An official letter, which was part of discussions about junior doctors’ plans to strike, was edited to make it as "hard-edged" as possible by Department of Health (DoH) officials, it has been revealed.

The letter, from independent medical director of NHS England Sir Bruce Keogh to the British Medical Association (BMA), questioned whether striking junior doctors would return to their duties in the wake of a Paris-style terror attack, and made suggestions to ensure concerns about the possible impact of a terror attack were strengthened, helping to build a case against the strike, reports have said.

But it has emerged that drafts of the letter were seen and edited by health secretary Jeremy Hunt's officials before it was sent.

Email exchanges with the DoH, first published by The Independent, revealed Sir Keogh would not be asked to speak with the media on the day strike action by junior doctors was declared - providing his letter to Dr Mark Porter, chair of council at the BMA, made clear he opposed strike action.

According to reports, an unnamed official told Sir Keogh: "I am sure then that JH (Jeremy Hunt) will be interested to see the proposed final product; my hope is that if you are able to make these changes we will be able to get him over the line." The BMA condemned the actions of the DOH, and a spokesperson said: "This level of political interference is extremely concerning and will only serve to worsen junior doctors’ lack of trust in the government’s handling of negotiations."

Liberal Democrat health spokesperson Norman Lamb said he also feared trust between the government and junior doctors would be damaged. "This revelation raises serious concerns about potential political interference with the independent medical director of NHS England. Jeremy Hunt must explain exactly who was involved in toughening up of language in this letter.
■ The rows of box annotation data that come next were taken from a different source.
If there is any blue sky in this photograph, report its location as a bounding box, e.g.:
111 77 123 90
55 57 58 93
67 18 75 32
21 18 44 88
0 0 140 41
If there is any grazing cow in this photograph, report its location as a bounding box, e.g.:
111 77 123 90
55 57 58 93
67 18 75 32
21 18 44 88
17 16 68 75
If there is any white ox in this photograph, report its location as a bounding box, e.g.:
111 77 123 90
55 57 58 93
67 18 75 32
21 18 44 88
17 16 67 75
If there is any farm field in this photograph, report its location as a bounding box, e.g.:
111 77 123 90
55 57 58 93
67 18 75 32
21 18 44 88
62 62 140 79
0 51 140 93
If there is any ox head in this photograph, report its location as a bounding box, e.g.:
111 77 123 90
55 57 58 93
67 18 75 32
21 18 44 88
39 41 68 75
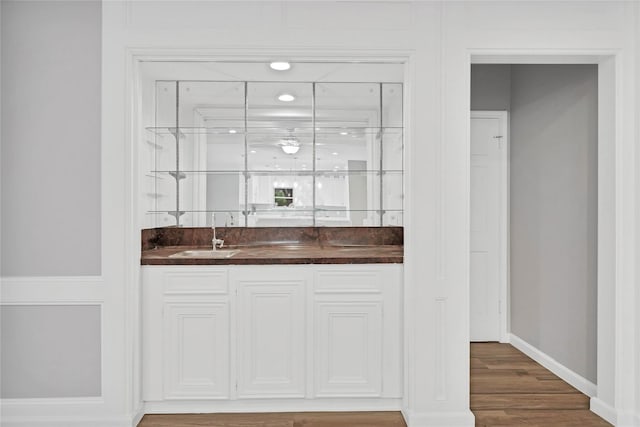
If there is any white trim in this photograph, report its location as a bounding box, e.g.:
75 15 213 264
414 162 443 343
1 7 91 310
0 397 139 427
0 276 104 304
402 409 475 427
509 334 597 397
589 397 616 425
2 416 137 427
469 110 511 343
131 404 145 427
144 398 404 414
"We need a cross party commission to look at how we secure the long-term future of the NHS and social care, but Jeremy Hunt must now immediately get back around the negotiating table and resolve this dispute with junior doctors that are such an integral part of our NHS."
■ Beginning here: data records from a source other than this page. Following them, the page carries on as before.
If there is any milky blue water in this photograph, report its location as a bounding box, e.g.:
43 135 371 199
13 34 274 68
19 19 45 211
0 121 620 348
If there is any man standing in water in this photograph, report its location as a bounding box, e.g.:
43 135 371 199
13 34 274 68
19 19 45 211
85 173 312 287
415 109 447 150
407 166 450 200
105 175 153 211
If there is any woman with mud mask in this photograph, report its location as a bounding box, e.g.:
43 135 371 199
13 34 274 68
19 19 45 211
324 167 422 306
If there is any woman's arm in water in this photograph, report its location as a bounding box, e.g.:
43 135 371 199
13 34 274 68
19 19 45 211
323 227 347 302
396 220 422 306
However, the DOH defended its involvement in editing the letter, which was published online the day it was announced that junior doctor had voted in favour of strike action. "Industrial action of the kind planned by the BMA creates a major safety risk for patients so it was absolutely right that ministers insisted on Sir Bruce Keogh giving his independent view of the NHS' capacity to respond in the event of a major terrorist incident - particularly in the days following the devastating attacks on Paris,” a spokesperson said.

NHS England also released a statement from Sir Keogh: “Given the seriousness of potential industrial action and NHS England’s statutory responsibilities to ensure everything possible is being done to reduce all potential risk, it was entirely appropriate that all parts of the NHS - including the DoH, hospitals and NHS England – co-ordinated the operational response across the country," he said.
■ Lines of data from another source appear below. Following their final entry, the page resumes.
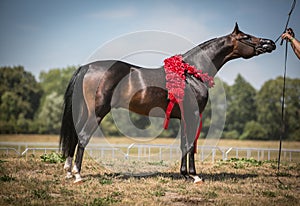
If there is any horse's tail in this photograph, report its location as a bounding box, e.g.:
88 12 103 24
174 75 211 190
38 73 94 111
59 66 88 157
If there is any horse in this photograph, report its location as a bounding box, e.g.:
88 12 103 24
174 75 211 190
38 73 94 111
59 23 276 183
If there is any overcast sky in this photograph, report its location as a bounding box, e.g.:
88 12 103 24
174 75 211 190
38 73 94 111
0 0 300 89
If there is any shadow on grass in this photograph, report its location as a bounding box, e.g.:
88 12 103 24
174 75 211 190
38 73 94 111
87 172 258 181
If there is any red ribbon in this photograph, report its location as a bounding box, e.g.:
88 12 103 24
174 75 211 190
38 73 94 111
164 55 214 153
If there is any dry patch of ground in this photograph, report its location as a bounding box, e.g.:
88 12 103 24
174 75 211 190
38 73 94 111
0 156 300 205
Junior doctors are currently set to hold three periods of strike action, with the first scheduled for 12 January for 24 hours. The action is being taken after the BMA and the NHS failed to reach an agreement over a new contract for junior doctors due to take effect in August.

The main sticking point is pay for working unsociable hours. Under the proposed contract the number of hours that would qualify doctors for higher pay rates would be reduced. Saturday hours, for example, were previously classed as ‘unsociable’ but this would be changed to regular work time, while the higher rate would only apply after 7pm.